Schools Still Separate, Still Unequal: Despite the Supreme Court ruling in 1954 making segregation in public education illegal, public education remains extremely segregated. More than half of schoolchildren are in racially concentrated districts, where over 75% of students are either predominantly white or nonwhite. Predominantly nonwhite districts get about $2,200 less per student than predominantly white districts! On top of this, Black students continue to face punishments, like suspensions and expulsions, at a higher rate than white students for the same offenses.

Access to Jobs: From the 1960s until today, a large number of jobs were moved to suburban areas or to other countries while the poorest sections of the working class remained segregated in “inner city” neighborhoods, with limited access to jobs paying living wages. Racial discrimination still impacts hiring practices. For example, Black college graduates had a higher unemployment rate than whites with only a high school diploma in 2019. Also, the jobs that people of color usually have access to tend to pay much lower wages. In the first months of 2021 the median weekly income for white workers was $1,006, while it was $799 for Black workers and $750 for Latino workers.

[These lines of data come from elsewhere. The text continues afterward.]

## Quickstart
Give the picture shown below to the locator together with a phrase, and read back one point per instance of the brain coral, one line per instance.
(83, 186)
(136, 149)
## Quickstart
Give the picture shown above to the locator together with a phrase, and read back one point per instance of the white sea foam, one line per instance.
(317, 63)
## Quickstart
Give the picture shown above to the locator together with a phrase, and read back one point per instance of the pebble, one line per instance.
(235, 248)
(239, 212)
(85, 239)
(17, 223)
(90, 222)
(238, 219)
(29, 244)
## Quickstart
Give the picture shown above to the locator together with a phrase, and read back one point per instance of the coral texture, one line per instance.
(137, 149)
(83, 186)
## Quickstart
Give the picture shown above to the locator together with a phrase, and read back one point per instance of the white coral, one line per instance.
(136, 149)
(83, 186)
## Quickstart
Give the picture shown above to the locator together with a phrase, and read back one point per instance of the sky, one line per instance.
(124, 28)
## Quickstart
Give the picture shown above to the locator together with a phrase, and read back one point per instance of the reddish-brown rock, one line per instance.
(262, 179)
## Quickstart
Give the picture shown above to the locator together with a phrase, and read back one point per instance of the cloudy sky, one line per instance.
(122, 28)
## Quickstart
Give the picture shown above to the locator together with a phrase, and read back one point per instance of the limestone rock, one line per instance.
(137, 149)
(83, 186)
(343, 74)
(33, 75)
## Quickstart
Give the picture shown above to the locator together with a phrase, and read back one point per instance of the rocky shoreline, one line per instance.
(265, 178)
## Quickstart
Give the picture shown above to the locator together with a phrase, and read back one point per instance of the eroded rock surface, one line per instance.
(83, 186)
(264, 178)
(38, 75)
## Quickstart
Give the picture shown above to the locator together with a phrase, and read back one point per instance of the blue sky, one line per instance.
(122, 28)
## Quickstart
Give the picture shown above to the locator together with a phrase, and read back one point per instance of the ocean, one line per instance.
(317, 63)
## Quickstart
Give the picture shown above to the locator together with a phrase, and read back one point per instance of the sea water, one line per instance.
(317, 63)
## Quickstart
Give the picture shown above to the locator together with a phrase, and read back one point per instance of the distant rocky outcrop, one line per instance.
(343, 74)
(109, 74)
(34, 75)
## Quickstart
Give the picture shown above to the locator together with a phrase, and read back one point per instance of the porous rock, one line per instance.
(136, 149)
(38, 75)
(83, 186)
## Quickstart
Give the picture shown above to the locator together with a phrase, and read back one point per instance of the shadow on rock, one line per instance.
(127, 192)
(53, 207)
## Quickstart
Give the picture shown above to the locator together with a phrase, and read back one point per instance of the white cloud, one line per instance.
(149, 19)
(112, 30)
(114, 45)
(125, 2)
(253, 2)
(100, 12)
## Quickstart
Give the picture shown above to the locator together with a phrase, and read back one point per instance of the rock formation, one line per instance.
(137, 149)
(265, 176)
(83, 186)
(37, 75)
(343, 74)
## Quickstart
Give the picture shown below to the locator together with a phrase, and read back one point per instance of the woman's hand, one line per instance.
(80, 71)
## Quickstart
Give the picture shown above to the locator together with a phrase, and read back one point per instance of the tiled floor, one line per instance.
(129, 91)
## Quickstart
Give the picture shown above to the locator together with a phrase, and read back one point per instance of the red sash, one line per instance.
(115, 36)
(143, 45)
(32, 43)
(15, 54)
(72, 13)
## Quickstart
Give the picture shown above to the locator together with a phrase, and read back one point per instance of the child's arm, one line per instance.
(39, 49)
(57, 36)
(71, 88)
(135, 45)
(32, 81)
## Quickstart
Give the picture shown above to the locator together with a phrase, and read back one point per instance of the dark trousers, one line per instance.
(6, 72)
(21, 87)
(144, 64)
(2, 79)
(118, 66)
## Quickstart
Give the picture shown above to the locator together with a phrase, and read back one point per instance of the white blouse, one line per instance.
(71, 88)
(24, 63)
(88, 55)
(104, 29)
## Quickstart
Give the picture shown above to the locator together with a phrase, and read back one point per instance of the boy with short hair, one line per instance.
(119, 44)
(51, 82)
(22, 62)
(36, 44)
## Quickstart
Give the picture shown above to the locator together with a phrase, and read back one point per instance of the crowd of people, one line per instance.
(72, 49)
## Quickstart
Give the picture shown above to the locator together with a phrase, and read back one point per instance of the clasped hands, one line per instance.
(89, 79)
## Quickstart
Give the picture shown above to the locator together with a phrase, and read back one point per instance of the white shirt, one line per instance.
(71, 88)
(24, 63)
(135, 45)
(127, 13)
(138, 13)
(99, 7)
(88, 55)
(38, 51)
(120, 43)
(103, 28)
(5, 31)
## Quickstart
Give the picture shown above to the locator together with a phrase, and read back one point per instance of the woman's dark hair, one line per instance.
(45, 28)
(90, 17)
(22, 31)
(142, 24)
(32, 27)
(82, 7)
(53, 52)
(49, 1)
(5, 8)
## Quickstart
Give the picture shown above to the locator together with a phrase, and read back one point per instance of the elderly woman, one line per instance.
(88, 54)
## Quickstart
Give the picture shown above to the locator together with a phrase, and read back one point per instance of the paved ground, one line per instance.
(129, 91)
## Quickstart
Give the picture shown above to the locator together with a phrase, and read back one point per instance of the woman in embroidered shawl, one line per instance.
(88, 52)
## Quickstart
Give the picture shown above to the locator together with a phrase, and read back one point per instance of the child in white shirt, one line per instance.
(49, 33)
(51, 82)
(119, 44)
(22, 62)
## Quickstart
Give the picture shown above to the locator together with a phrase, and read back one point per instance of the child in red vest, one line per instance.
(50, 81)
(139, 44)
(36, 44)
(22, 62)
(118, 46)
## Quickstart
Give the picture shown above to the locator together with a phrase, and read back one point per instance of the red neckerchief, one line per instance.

Poverty: The consequences of being locked out of opportunities are enormous! While 14.4% of all Americans live below the poverty line, the number is almost double for Native Americans at 26.8% and African Americans at 25.6%! For Latinos, it is also extremely high at 20.9%. Despite Black people making up 13% of the total population, they make up 40% of the homeless population. Those living in poverty deal with substandard housing, homelessness, hunger, inadequate healthcare, unsafe neighborhoods, and much more. This is intolerable!